Being an artist in Santa Cruz seems to require a fighting spirit. And What Is Art? key players like LaRoe, Disa Lindquist, Matthew Embry and Jason Arredondo seem well prepared to go to battle to continue the local performance tradition.
Not that the past six years have been a walk in the park. When LaRoe found the spot it was nothing more than an empty storefront with a small throw-rug.
"I was flooded out of my studio and needed a place to sew," says LaRoe, who is also a seamstress and the mastermind behind Headspace hemp hats. "I started to have the Anarchist Coffeehouse here, which turned into open mic.

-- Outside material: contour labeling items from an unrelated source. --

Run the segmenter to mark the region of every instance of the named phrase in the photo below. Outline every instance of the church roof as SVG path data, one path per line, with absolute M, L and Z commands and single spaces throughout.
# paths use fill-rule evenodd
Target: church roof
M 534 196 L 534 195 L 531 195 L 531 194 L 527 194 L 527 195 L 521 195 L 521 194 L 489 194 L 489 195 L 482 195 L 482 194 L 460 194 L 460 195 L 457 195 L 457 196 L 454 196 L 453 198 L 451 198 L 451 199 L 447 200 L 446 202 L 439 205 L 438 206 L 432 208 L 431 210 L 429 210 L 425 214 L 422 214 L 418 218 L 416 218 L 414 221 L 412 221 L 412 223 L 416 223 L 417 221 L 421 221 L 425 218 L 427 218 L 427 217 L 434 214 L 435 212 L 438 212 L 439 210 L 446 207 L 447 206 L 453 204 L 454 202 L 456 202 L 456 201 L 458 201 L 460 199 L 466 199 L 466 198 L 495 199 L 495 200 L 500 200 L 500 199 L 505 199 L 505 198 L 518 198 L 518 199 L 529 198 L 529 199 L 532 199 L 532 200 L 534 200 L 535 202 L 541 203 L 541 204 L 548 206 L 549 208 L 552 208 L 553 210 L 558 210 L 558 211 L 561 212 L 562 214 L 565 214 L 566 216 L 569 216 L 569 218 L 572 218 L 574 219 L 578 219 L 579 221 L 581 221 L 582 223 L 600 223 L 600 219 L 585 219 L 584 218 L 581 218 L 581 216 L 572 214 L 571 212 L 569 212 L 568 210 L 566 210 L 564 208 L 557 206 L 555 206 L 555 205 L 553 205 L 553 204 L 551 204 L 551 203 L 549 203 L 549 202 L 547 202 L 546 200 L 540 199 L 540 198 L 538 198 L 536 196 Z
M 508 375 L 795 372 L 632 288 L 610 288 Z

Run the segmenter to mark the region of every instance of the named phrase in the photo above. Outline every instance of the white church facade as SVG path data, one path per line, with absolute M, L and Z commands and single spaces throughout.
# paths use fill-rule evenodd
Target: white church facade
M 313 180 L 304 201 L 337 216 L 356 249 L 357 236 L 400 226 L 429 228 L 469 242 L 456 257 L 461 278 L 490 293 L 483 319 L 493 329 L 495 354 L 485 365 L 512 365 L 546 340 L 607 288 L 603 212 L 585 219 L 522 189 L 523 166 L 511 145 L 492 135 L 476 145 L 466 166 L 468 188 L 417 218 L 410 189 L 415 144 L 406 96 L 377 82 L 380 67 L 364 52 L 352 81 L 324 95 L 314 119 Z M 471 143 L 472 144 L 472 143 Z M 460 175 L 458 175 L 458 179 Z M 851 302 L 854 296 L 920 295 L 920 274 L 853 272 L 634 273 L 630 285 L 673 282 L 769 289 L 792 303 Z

Hardly anyone showed up at first, except for this annoying guy with a box on his head."
But the What Is Art? following has grown rapidly, and most fans weren't sporting odd head-ware.

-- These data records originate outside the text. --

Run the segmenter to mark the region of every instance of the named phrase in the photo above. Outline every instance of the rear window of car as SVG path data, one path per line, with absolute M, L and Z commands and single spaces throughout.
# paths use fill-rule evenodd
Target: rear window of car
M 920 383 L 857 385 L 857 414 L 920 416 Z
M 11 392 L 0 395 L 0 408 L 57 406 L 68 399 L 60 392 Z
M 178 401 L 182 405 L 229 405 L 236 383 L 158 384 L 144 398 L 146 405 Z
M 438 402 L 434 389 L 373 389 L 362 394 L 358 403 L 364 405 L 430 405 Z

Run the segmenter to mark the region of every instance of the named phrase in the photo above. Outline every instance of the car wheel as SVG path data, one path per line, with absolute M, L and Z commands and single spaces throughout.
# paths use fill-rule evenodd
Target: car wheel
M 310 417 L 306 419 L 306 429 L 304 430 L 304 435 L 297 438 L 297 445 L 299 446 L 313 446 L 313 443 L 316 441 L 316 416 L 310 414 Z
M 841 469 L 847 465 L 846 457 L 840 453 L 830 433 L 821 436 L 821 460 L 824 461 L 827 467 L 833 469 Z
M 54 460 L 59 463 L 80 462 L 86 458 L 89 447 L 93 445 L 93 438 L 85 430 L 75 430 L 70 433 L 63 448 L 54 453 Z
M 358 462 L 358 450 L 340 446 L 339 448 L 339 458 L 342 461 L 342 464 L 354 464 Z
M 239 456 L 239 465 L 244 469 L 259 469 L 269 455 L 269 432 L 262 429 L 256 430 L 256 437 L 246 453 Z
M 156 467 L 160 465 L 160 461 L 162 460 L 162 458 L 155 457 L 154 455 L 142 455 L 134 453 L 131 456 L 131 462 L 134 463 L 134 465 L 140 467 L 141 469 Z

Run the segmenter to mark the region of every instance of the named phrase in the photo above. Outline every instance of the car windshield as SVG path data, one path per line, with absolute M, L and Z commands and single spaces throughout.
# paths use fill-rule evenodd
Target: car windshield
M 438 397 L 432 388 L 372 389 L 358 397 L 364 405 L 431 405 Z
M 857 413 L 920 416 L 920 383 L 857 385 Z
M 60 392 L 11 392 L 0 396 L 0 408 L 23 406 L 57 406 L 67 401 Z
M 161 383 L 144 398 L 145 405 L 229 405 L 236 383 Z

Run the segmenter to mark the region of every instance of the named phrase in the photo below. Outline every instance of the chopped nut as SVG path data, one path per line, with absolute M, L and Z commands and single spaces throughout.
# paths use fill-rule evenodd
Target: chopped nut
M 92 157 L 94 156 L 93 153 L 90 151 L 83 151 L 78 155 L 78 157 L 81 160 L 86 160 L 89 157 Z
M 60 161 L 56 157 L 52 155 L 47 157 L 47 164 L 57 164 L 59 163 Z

Instead of mourning the end of era, LaRoe and her artistic legions are celebrating the end as the beginning of something a little bigger and just as good, if not better. On Dec. 17, LaRoe and six other local artists come together for "The Wreckin' Ball." The show includes performance pieces by LaRoe, Wes Modes and Arredondo, spoken- word poetry by Julia Ann Delbridge and Lisa Radon and music by Aaron Strickler, as well as lovable punk-pop soloist Cassidy.

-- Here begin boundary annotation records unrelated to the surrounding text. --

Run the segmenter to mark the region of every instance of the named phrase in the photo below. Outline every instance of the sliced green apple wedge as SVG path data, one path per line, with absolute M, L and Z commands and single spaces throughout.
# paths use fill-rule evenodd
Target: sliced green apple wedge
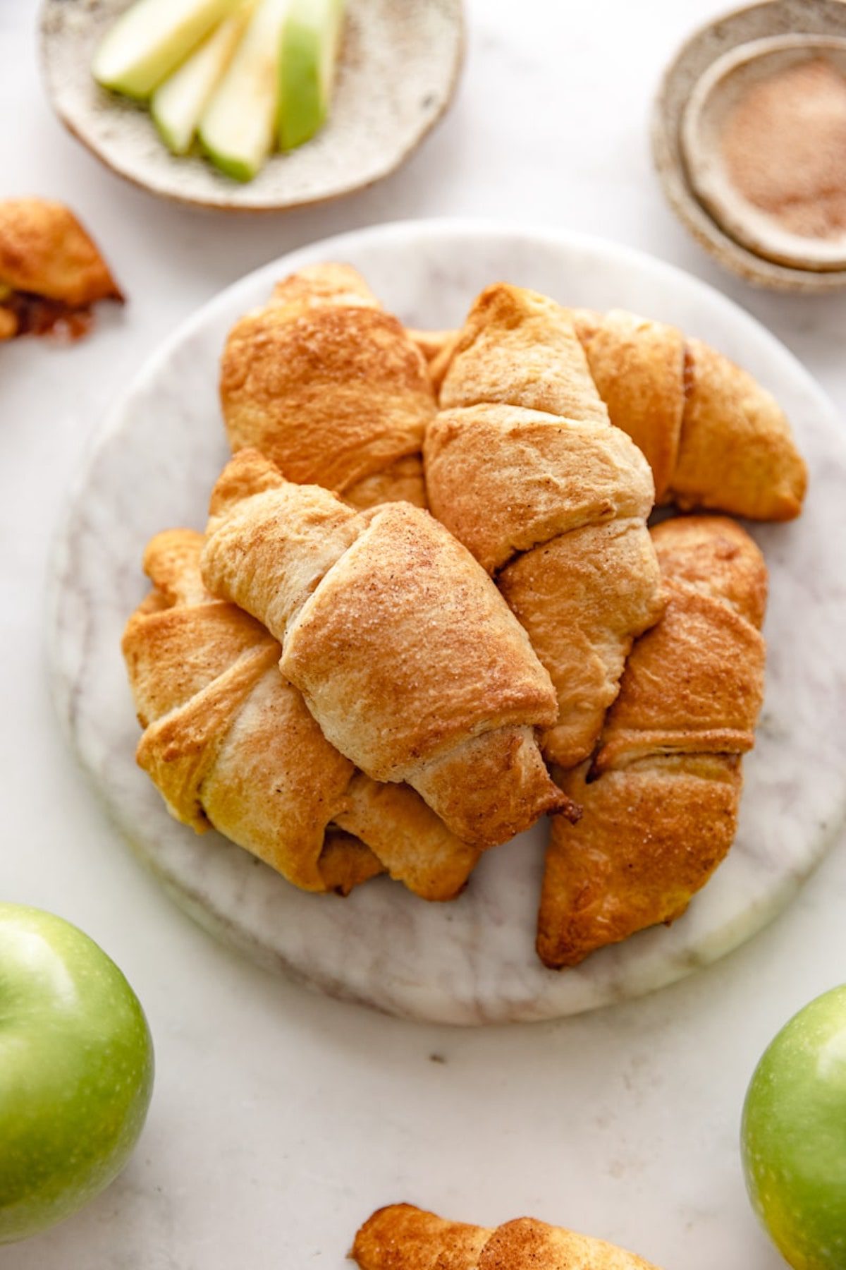
M 290 0 L 259 0 L 199 123 L 200 145 L 235 180 L 252 180 L 273 149 L 282 27 L 289 6 Z
M 223 79 L 254 9 L 255 0 L 245 0 L 152 94 L 150 113 L 172 154 L 184 155 L 190 149 L 203 110 Z
M 292 0 L 279 60 L 282 150 L 301 146 L 326 122 L 342 23 L 344 0 Z
M 136 0 L 94 53 L 98 84 L 146 98 L 199 42 L 233 13 L 238 0 Z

More than mere dancing on the brink of the end, the flurry of final performances for the present location of What Is Art? shows that LaRoe and others are looking for what comes after the wrecking ball. In just two days, the "Save What?" benefit shows earlier this month raised $1,600 dollars toward rent on the venue's future home.
"At the Saturday night show, Amy Churba came up and gave me $900," LaRoe says. "She gave me a hug and said, 'Keep doing what you're doing. You've done an amazing thing for the community. You're an Angel.'"
The collective may have already found a new home, but they're keeping things low-profile until sealing the deal. LaRoe says that Geoffrey Dunn of Community TV has adopted the cause and is advising her on keeping local art alive in Santa Cruz. And Bruce Van Allen, executive director of the William James Association and one of the key players in the newly released Cultural Action Plan, is meeting with her this week to talk about the future of local performance venues.
LaRoe says, "I don't want our kids to say, 'What Was Art?' "
My first experience of What Is Art? came with a Wednesday night open mic. Propped in a folding chair, I was surrounded by more empty metal seats than audience members. The original stage--a packing crate for a motorcycle--was tiny and towered above the audience. Still, the small, supportive audience was too busy calling out for favorite performers to whine about technical difficulties and sore backsides.
After arriving at the "Save What?!" show earlier this month, I scored a stylish theater chair, handed down from Actors' Theatre. But before sinking into sentimental musings about how much the little spot has grown over the years, I noticed the floor quickly filling with audience members. My friend and I returned from a hot cocoa run to find art-loving vultures swarming around our chairs. We reclaimed our seats and only bumped into the nice man sitting next to us a half-dozen times as we squeezed into them. Stragglers who'd left for a Saturn Café dinner lost their seats to people packed in the aisles.
But no one was complaining as Paul Sprawl began his should-be-patented strumming styles; performer Song Nelson busted out with creative use of kitchen utensils in a dance piece about learning to cook; and Lisa Radon launched into her powerful spoken-word performance. The night had enough creative energy to blast out the windows--no demolition equipment needed.